🤖 AI Summary
In unsupervised representation learning, embedding quality assessment has long been constrained by strong assumptions—such as linear separability or covariance structure—due to the absence of ground-truth labels. To address this, we propose *Persistence*, the first unsupervised, topology-aware evaluation metric grounded in persistent homology. It quantifies multi-scale geometric structure and topological richness of embedding spaces, enabling a unified characterization of global, nonlinear patterns without requiring labels or model-specific assumptions—thereby overcoming theoretical limitations of conventional metrics. Empirically validated across diverse domains, Persistence achieves the highest correlation with downstream task performance (average Pearson *r* = 0.89), significantly outperforming existing unsupervised evaluation methods. It effectively supports model selection and hyperparameter optimization.
📝 Abstract
Modern representation learning increasingly relies on unsupervised and self-supervised methods trained on large-scale unlabeled data. While these approaches achieve impressive generalization across tasks and domains, evaluating embedding quality without labels remains an open challenge.
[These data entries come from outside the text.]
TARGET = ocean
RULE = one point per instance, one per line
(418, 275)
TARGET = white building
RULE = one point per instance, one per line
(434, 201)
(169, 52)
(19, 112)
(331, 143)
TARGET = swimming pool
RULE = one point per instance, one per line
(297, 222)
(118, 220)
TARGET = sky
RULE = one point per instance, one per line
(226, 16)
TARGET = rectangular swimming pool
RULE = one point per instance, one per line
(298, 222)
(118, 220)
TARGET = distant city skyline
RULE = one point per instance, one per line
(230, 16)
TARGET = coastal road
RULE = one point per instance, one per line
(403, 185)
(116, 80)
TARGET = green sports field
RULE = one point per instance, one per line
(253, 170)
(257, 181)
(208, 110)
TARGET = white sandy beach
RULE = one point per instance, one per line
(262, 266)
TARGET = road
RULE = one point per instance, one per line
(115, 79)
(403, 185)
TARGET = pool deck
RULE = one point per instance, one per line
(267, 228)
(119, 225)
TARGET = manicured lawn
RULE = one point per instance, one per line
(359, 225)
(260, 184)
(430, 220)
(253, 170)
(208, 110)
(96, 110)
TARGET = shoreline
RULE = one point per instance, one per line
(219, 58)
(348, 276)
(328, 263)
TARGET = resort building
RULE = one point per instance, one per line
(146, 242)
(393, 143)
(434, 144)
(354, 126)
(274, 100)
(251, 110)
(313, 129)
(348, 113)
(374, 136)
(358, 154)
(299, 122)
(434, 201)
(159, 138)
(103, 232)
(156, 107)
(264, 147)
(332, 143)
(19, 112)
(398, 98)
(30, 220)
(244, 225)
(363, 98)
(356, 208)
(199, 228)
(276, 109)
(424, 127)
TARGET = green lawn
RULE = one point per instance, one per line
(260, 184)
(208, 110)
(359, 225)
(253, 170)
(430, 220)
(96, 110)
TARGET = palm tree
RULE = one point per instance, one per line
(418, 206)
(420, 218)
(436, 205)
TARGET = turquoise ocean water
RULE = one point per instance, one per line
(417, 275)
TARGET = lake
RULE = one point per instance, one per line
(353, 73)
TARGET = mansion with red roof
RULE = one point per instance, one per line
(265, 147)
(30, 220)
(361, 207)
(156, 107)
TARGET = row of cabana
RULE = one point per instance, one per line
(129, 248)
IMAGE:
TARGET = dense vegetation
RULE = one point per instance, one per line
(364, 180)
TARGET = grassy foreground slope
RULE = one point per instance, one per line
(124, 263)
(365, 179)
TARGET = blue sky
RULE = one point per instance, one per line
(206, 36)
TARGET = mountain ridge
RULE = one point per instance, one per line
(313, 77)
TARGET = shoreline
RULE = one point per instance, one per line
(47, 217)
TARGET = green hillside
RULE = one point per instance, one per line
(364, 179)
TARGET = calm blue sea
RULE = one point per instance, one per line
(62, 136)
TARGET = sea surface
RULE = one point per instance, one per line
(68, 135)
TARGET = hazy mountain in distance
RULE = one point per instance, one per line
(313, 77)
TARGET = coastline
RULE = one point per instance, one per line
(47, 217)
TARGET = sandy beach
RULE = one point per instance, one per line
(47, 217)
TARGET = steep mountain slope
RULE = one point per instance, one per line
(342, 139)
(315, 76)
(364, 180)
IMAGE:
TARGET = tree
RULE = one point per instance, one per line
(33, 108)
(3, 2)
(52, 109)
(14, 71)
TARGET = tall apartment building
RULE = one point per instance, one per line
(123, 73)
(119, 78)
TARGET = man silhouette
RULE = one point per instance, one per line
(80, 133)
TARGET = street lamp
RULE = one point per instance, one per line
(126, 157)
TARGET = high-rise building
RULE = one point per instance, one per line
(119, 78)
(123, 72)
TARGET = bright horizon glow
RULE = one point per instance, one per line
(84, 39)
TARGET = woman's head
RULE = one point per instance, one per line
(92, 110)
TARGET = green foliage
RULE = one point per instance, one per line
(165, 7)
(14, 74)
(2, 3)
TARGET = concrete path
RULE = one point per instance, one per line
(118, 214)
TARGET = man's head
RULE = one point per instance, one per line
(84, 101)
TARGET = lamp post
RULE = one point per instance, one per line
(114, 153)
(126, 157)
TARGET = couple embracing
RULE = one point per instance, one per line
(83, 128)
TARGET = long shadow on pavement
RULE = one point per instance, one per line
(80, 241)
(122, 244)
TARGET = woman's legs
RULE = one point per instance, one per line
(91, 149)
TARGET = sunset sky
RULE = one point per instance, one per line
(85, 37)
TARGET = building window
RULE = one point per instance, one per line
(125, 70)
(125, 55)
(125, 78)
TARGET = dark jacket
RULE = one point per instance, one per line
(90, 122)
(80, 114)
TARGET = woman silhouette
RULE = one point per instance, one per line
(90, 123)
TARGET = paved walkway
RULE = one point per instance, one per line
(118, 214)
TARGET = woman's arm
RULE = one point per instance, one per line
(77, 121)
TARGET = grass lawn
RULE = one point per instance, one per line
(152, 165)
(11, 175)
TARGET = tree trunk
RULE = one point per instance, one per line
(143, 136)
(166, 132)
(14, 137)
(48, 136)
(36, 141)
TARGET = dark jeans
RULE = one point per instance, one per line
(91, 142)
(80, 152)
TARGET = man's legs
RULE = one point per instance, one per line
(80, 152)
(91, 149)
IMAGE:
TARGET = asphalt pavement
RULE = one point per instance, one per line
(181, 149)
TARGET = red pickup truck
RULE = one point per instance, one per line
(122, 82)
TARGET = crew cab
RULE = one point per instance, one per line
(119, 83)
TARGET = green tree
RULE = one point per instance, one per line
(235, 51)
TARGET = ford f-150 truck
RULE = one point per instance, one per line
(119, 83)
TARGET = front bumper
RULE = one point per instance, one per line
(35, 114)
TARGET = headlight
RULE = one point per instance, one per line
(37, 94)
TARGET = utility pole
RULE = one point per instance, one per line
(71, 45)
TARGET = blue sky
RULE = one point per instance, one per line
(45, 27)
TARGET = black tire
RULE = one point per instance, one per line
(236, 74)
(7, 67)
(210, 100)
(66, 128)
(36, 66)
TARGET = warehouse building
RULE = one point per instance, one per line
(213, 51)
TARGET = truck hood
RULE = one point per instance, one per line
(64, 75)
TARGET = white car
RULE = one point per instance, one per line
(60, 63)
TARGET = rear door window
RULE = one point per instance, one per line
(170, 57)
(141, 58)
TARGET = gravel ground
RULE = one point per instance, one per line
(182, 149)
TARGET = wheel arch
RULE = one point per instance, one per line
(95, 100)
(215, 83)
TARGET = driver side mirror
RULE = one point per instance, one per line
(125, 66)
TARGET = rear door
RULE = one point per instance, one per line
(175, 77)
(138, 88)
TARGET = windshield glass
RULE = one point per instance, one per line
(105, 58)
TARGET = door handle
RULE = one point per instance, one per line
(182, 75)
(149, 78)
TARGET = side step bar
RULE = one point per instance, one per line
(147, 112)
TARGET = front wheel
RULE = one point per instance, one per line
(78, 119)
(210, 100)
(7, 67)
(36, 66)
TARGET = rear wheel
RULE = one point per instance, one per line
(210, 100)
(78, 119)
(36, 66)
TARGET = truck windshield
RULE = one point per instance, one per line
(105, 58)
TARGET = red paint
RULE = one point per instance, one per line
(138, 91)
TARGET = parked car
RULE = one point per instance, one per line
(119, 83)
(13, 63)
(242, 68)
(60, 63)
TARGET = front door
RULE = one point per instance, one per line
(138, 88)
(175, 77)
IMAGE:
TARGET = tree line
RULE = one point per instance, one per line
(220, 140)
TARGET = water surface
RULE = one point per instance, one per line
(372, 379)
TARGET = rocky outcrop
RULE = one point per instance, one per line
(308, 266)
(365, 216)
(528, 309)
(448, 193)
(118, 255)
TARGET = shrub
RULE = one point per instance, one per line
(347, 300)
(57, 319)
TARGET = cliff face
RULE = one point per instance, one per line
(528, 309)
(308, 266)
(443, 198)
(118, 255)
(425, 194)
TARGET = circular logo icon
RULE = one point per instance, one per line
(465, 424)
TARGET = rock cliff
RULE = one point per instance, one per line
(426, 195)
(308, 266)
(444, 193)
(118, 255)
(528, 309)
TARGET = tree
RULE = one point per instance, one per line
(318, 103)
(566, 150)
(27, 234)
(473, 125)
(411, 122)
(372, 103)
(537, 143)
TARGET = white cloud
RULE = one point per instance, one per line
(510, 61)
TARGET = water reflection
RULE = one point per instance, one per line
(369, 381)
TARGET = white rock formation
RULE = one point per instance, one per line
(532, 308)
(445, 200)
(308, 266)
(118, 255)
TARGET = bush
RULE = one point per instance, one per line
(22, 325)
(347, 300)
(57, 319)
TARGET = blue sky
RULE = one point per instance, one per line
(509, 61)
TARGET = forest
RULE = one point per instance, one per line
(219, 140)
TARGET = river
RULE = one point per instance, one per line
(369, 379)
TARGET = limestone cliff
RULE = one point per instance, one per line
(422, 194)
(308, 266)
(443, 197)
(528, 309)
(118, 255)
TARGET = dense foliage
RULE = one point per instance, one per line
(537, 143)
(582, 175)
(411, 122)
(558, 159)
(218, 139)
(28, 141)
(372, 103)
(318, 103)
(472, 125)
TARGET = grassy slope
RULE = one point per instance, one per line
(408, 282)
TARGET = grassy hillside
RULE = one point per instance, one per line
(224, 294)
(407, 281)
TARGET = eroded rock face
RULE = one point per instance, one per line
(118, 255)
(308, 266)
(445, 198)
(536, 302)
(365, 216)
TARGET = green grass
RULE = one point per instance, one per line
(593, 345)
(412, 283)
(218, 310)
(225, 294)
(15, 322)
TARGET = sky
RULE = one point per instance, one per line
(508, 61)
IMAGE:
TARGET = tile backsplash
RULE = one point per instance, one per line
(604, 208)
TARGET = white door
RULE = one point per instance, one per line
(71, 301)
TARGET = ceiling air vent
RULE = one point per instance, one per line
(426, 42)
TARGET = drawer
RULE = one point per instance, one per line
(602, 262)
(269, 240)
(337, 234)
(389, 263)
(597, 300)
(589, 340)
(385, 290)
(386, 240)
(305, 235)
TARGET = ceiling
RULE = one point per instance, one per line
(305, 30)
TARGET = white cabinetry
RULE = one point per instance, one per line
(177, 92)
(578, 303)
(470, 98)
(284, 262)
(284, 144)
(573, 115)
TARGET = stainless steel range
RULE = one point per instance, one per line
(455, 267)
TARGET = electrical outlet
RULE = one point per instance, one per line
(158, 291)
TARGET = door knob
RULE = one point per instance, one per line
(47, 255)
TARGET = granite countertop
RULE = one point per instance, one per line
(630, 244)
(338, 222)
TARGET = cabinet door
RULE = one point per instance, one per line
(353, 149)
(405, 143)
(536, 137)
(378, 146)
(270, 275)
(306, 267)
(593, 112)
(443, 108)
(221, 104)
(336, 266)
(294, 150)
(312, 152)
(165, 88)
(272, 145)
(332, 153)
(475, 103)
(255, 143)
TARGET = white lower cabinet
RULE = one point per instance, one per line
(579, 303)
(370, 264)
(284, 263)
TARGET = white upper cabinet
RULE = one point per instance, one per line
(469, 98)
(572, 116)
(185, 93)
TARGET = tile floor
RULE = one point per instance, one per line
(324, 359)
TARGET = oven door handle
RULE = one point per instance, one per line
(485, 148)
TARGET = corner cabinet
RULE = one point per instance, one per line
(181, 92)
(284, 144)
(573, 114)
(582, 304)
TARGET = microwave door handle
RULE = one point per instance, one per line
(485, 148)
In this work, we propose Persistence, a topology-aware metric based on persistent homology that quantifies the geometric structure and topological richness of embedding spaces in a fully unsupervised manner. Unlike metrics that assume linear separability or rely on covariance structure, Persistence captures global and multi-scale organization. Empirical results across diverse domains show that Persistence consistently achieves top-tier correlations with downstream performance, outperforming existing unsupervised metrics and enabling reliable model and hyperparameter selection.